In the posted figure,
Let H = height of the top end of the beam
And x = distance of the bottom end of the beam from the foot of the 8-ft wall.

By proportion,
8/x = H/(x+27)
H = 8(x+27)/x

Let B = length of the straight beam.
By Pythagorean theorem,
B^2 = (x+27)^2 +H^2
B^2 = (x+27)^2 +[8(x+27)/x]^2
B^2 = [(x+27)^2]*[(1 +64/(x^2)]
B^2 = [(x+27)^2]*[(x^2 +64)/x^2]
Take the sqrt pof both sides,
B = [(x+27)/x]*sqrt(x^2 +64) --------------(i)

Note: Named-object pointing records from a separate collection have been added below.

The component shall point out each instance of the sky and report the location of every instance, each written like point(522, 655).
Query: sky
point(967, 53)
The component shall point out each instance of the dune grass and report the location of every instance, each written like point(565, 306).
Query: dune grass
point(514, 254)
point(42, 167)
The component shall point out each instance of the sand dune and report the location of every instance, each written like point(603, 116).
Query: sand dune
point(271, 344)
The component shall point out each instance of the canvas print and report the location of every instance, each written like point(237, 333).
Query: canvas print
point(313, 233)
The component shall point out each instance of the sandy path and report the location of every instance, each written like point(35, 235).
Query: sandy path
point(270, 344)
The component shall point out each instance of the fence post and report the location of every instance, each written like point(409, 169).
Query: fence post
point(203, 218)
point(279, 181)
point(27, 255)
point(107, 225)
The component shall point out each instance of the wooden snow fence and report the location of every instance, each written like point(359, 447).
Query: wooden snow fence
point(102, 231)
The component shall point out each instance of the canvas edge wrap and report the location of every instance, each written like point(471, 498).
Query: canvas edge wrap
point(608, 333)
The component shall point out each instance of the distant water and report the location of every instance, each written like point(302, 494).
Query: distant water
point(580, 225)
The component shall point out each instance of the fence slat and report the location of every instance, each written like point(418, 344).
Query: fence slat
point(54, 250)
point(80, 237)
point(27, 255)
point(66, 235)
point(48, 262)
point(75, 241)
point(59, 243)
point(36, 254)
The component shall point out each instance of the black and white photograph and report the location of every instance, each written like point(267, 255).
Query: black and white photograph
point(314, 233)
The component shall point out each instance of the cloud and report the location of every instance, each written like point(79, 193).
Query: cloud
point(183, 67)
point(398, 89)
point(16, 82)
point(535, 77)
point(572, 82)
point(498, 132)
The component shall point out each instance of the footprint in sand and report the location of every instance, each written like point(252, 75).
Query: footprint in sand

Differentiate both sides of (i) with respect to x,
dB/dx = [(x+27)/x]*[x /sqrt(x^2 +64)] +sqrt(x^2 +64)*[x(1) -(x+27)(1)]/(x^2)
Set that to zero,
0 = [(x+27)/x]*[x /sqrt(x^2 +64)] +sqrt(x^2 +64)*[x(1) -(x+27)(1)]/(x^2)
0 = (x+27)/sqrt(x^2 +64) -[27sqrt(x^2 +64) /(x^2)]
Clear the fractions, multiply both sides by (x^2)*sqrt(x^2 +64),
0 = (x+27)(x^2) -27sqrt(x^2 +64)*sqrt(x^2 +64)
0 = (x+27)(x^2) -27(x^2 +64)
0 = x^3 +27x^2 -27x^2 -64
0 = x^3 -64
64 = x^3
x = 4

Hence, into (i),
B = [(x+27)/x]*sqrt(x^2 +64) --------------(i)
B = [(4+27)/4]*sqrt(4^2 +64)
B = (31/4)sqrt(80)
B = 69.318 ft, minimum ---------------answer.